Exercise $$\PageIndex{2}$$

A mathematician, who always rises earlier than her spouse, has developed a scheme – using the pigeonhole principle – to ensure that she always has a matching pair of socks. She keeps only blue socks, green socks and black socks in her sock drawer – $$10$$ of each. So as not to wake her husband she must select some number of socks from her drawer in the early morning dark and take them with her to the adjacent bathroom where she dresses. What number of socks does she choose?

Exercise $$\PageIndex{3}$$

If we select $$1001$$ numbers from the set $$\{1, 2, 3, . . . , 2000\}$$ it is certain that there will be two numbers selected such that one divides the other. We can prove this fact by noting that every number in the given set can be expressed in the form $$2^k · m$$ where $$m$$ is an odd number and using the pigeonhole principle. Write-up this proof.

Exercise $$\PageIndex{4}$$

Given any set of $$53$$ integers, show that there are two of them having the property that either their sum or their difference is evenly divisible by $$103$$.

Exercise $$\PageIndex{5}$$

Prove that if $$10$$ points are placed inside a square of side length $$3$$, there will be $$2$$ points within $$\sqrt{2}$$ of one another.

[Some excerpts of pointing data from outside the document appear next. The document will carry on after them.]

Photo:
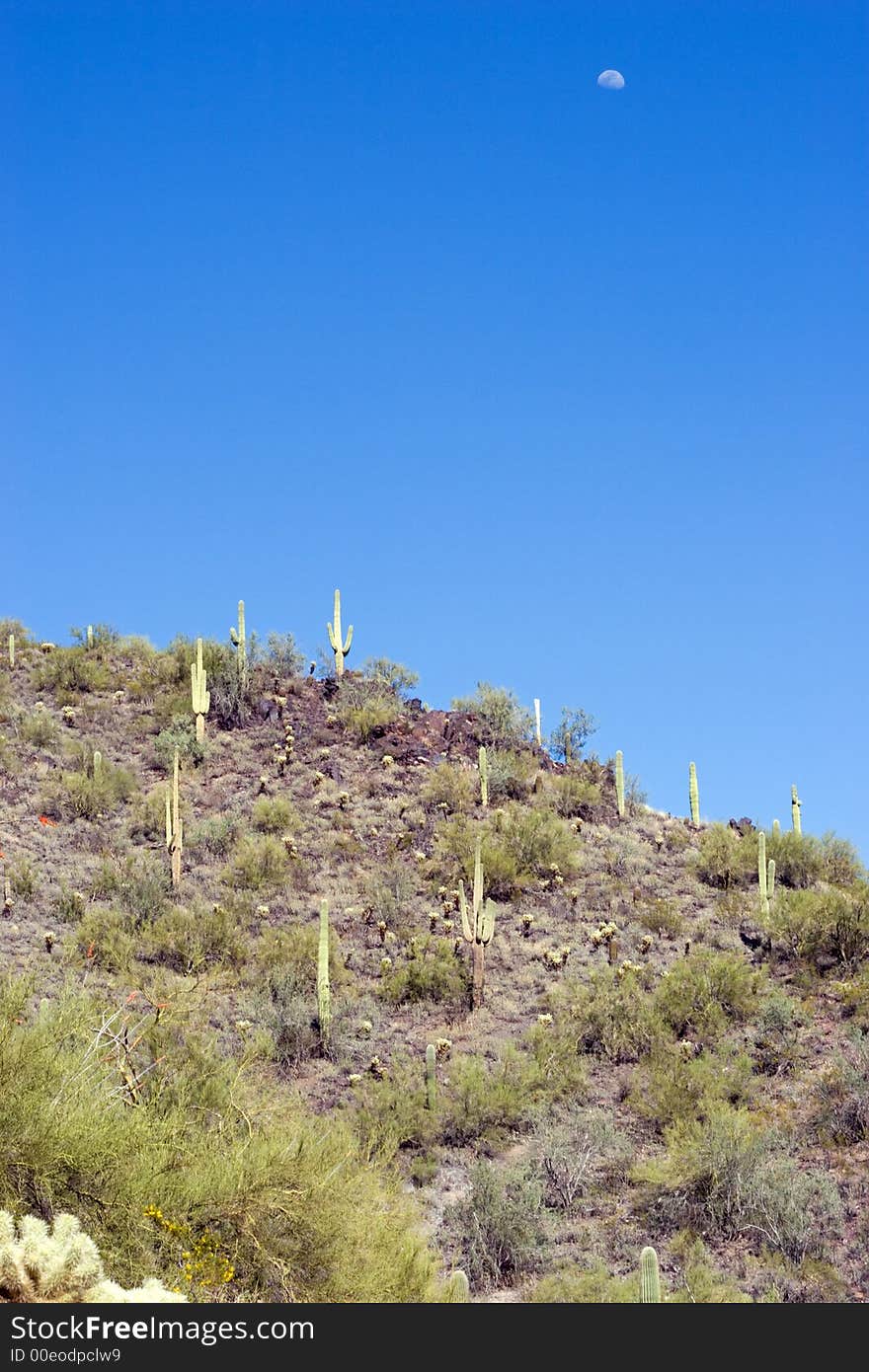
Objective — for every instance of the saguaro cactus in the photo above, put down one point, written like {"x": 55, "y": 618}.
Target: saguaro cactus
{"x": 199, "y": 696}
{"x": 650, "y": 1277}
{"x": 693, "y": 794}
{"x": 239, "y": 640}
{"x": 324, "y": 994}
{"x": 175, "y": 840}
{"x": 484, "y": 777}
{"x": 432, "y": 1080}
{"x": 340, "y": 648}
{"x": 477, "y": 926}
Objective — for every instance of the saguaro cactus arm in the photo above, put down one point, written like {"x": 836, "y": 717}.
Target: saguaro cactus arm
{"x": 340, "y": 648}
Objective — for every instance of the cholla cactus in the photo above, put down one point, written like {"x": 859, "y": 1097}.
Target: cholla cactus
{"x": 477, "y": 926}
{"x": 650, "y": 1279}
{"x": 200, "y": 697}
{"x": 337, "y": 643}
{"x": 60, "y": 1263}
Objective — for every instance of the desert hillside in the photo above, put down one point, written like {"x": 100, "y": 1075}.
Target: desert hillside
{"x": 247, "y": 1041}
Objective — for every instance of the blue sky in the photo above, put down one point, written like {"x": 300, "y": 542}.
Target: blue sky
{"x": 562, "y": 386}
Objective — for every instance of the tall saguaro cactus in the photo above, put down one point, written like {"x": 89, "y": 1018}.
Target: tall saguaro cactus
{"x": 762, "y": 873}
{"x": 175, "y": 838}
{"x": 693, "y": 794}
{"x": 200, "y": 697}
{"x": 477, "y": 926}
{"x": 324, "y": 994}
{"x": 484, "y": 777}
{"x": 650, "y": 1277}
{"x": 432, "y": 1079}
{"x": 338, "y": 647}
{"x": 239, "y": 640}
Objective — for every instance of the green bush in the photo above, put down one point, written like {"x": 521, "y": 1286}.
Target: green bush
{"x": 826, "y": 924}
{"x": 731, "y": 1175}
{"x": 432, "y": 973}
{"x": 497, "y": 1230}
{"x": 503, "y": 721}
{"x": 296, "y": 1212}
{"x": 274, "y": 815}
{"x": 702, "y": 994}
{"x": 257, "y": 864}
{"x": 725, "y": 859}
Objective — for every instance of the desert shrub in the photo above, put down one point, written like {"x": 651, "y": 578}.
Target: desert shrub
{"x": 433, "y": 971}
{"x": 799, "y": 858}
{"x": 840, "y": 1097}
{"x": 393, "y": 675}
{"x": 390, "y": 1112}
{"x": 702, "y": 994}
{"x": 725, "y": 859}
{"x": 39, "y": 728}
{"x": 365, "y": 708}
{"x": 830, "y": 924}
{"x": 257, "y": 864}
{"x": 274, "y": 815}
{"x": 497, "y": 1230}
{"x": 137, "y": 883}
{"x": 679, "y": 1083}
{"x": 572, "y": 734}
{"x": 298, "y": 1213}
{"x": 189, "y": 940}
{"x": 587, "y": 1286}
{"x": 70, "y": 672}
{"x": 608, "y": 1016}
{"x": 24, "y": 878}
{"x": 503, "y": 721}
{"x": 179, "y": 735}
{"x": 290, "y": 1019}
{"x": 283, "y": 654}
{"x": 577, "y": 1150}
{"x": 291, "y": 953}
{"x": 841, "y": 865}
{"x": 662, "y": 917}
{"x": 576, "y": 796}
{"x": 731, "y": 1175}
{"x": 214, "y": 836}
{"x": 452, "y": 788}
{"x": 488, "y": 1101}
{"x": 510, "y": 774}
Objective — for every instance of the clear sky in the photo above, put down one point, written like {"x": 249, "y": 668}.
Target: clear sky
{"x": 560, "y": 384}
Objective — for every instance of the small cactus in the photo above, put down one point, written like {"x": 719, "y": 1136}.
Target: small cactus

Exercise $$\PageIndex{6}$$

Prove that if $$10$$ points are placed inside an equilateral triangle of side length $$3$$, there will be $$2$$ points within $$1$$ of one another.

Exercise $$\PageIndex{7}$$

Prove that in a simple graph (an undirected graph with no loops or parallel edges) having $$n$$ nodes, there must be two nodes having the same degree.